The following invites reflection from organizational leaders. Are we part of these problems or part of the solution? If our employees face these circumstances, it certainly affects employee productivity and well-being!
There once was a family–a Mommy, a Daddy, and 1.3 children. They and their pets lived in a suburban home with a deck, an entertainment room and a high-powered lawn mower. They were already thinking of their next home, but were undecided whether it would be something larger, or actually, something that moved them back inside the city.
Unfortunately, the economy tanked and the Daddy lost his job.
Fortunately, health insurance was provided through Mommy’s work.
Unfortunately, the benefit package changed and all employees at Mommy’s work must now pay 50% of the premium, with a much higher deductible.
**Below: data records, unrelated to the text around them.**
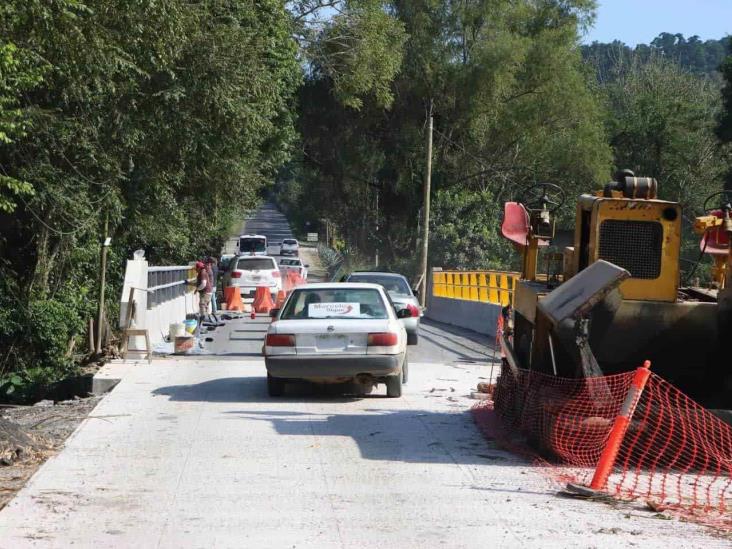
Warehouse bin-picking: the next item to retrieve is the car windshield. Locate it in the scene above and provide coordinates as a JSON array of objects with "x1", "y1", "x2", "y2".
[
  {"x1": 219, "y1": 255, "x2": 234, "y2": 271},
  {"x1": 280, "y1": 288, "x2": 389, "y2": 320},
  {"x1": 236, "y1": 257, "x2": 275, "y2": 271},
  {"x1": 348, "y1": 274, "x2": 412, "y2": 295},
  {"x1": 239, "y1": 238, "x2": 267, "y2": 254}
]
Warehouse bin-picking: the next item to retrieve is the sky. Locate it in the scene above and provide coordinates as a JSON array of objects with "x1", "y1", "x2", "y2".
[{"x1": 583, "y1": 0, "x2": 732, "y2": 46}]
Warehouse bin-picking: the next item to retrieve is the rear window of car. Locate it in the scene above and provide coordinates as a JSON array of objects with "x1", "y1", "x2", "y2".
[
  {"x1": 280, "y1": 288, "x2": 389, "y2": 320},
  {"x1": 348, "y1": 274, "x2": 412, "y2": 295},
  {"x1": 236, "y1": 257, "x2": 277, "y2": 271}
]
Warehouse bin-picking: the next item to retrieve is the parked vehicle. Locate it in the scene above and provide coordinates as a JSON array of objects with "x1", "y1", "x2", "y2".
[
  {"x1": 280, "y1": 257, "x2": 310, "y2": 280},
  {"x1": 223, "y1": 255, "x2": 282, "y2": 299},
  {"x1": 280, "y1": 238, "x2": 300, "y2": 256},
  {"x1": 239, "y1": 234, "x2": 267, "y2": 255},
  {"x1": 345, "y1": 271, "x2": 424, "y2": 345},
  {"x1": 263, "y1": 283, "x2": 409, "y2": 397},
  {"x1": 219, "y1": 254, "x2": 236, "y2": 273}
]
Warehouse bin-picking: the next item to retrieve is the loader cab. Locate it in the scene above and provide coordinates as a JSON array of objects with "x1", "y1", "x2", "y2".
[{"x1": 564, "y1": 180, "x2": 681, "y2": 302}]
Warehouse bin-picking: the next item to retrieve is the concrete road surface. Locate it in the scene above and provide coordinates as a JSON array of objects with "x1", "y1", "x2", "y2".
[{"x1": 0, "y1": 352, "x2": 728, "y2": 549}]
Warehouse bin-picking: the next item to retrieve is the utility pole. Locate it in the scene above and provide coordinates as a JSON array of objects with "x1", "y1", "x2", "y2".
[
  {"x1": 374, "y1": 189, "x2": 379, "y2": 267},
  {"x1": 95, "y1": 214, "x2": 111, "y2": 355},
  {"x1": 419, "y1": 109, "x2": 433, "y2": 307}
]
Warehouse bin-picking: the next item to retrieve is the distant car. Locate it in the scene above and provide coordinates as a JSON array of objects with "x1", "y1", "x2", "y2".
[
  {"x1": 238, "y1": 234, "x2": 267, "y2": 255},
  {"x1": 345, "y1": 271, "x2": 424, "y2": 345},
  {"x1": 263, "y1": 283, "x2": 409, "y2": 397},
  {"x1": 223, "y1": 255, "x2": 282, "y2": 299},
  {"x1": 280, "y1": 257, "x2": 310, "y2": 280},
  {"x1": 219, "y1": 254, "x2": 236, "y2": 272},
  {"x1": 280, "y1": 238, "x2": 300, "y2": 255}
]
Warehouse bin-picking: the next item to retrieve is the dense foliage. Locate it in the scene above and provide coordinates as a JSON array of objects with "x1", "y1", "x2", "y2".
[
  {"x1": 582, "y1": 33, "x2": 727, "y2": 80},
  {"x1": 0, "y1": 0, "x2": 301, "y2": 390},
  {"x1": 279, "y1": 20, "x2": 730, "y2": 274},
  {"x1": 280, "y1": 0, "x2": 610, "y2": 273}
]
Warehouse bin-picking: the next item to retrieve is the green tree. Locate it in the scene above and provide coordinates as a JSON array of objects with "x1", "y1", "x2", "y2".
[{"x1": 288, "y1": 0, "x2": 610, "y2": 271}]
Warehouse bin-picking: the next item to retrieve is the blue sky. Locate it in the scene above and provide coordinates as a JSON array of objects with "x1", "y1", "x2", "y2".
[{"x1": 583, "y1": 0, "x2": 732, "y2": 46}]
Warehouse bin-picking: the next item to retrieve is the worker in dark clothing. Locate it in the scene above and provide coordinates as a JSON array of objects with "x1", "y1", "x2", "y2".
[{"x1": 206, "y1": 256, "x2": 219, "y2": 325}]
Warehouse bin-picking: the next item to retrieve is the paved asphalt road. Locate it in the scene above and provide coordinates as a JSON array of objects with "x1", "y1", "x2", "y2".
[{"x1": 0, "y1": 204, "x2": 729, "y2": 549}]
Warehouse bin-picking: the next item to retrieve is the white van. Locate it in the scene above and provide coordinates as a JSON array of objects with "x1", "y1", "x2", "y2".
[
  {"x1": 224, "y1": 255, "x2": 282, "y2": 299},
  {"x1": 239, "y1": 234, "x2": 267, "y2": 255}
]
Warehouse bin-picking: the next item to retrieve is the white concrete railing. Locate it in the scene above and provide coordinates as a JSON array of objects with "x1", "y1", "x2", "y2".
[{"x1": 119, "y1": 259, "x2": 198, "y2": 348}]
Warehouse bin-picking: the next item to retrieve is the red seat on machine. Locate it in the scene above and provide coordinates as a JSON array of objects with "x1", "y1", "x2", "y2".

Fortunately, nobody in the family is sick at the moment.
Unfortunately, Mommy is seven months pregnant.
Fortunately, the family wants this new child and Daddy is now available to be a stay at home parent.
Unfortunately, the family can no longer afford payments for the mini-van to haul everyone around, or the boat that it tows.
Fortunately, the SUV is already paid for, and they can sell it to make up the difference.
Unfortunately, nobody wants to buy a used SUV.
Fortunately, the family has been living in their suburban home with a deck, and entertainment room and a high-powered lawn mower for some time, so they can borrow against the equity in their home to refinance the mini van.
Unfortunately, house values dropped drastically and all the equity in their home disappeared. Even more unfortunately the bank won't loan them money to pay off other debt.
Fortunately, they are willing to sell their home and move closer to Mommy’s work. By living in a smaller home and driving less, they can make ends meet.
Unfortunately, nobody wants a suburban home with a deck, an entertainment room or a high powered lawn mower because they are all doing the same thing.
Fortunately, the family kept setting aside money for a rainy day. They took the advice of their financial planner, not to make frequent trades or worry about short-term ups and downs in the market. They took the long view.
Unfortunately, when they looked at their portfolios, many of their investments once held heavy staked in Enron, WaMu and British Airways.
Fortunately, they were young enough to file bankruptcy and start over.
Unfortunately, bankruptcy proceedings have been made more restrictive and the numbers of bankruptcies are clogging the courts. Everything is still tied up.
Fortunately, the Daddy’s parents lived nearby and everyone moved in together just in time for Grandpa’s stroke and loss of his pension.
Fortunately, they still have each other.